From that day on, I asked the team to push an update every month—even if it just said “minor bug fixes.” Because in product, perception is part of the pitch.
Here’s what that moment taught me: your changelog isn’t just for users. It’s part of your go-to-market stack.
Changelogs = Proof of Life
Customers, investors, and prospects check update history the same way they check LinkedIn profiles. If it looks dormant, they assume it is. Frequent, visible updates build confidence. They signal care, activity, and commitment—without saying a word.
Release Notes Are Underrated Content
A solid change log tells a story: what you’re fixing, what you’re building, who you’re listening to. When done right, it’s roadmap, support doc, and marketing asset all in one.
Use human language. Mention the “why.” Don’t just write “UI improvements”—say, “Streamlined alert filtering after feedback from early SOC teams.”

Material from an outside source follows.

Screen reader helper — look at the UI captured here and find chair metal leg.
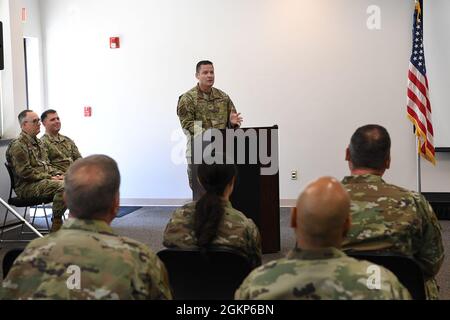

Make It Part of the Motion
Automate the habit. Release feeds should go to:
- Your status page
- Your blog or changelog hub
- A Slack channel for sales and CS
- The App Store or Chrome Web Store, even for minor patches
And yes, even if it’s just a bug fix.
Small Updates = Big Signals
The fix may be trivial, but the message is not. “We’re here. We’re shipping. We’re paying attention.”
That’s what the client sees. That’s what they remember.
If your product is alive, let it look alive. One line of release notes can do more for your GTM than a hundred slides.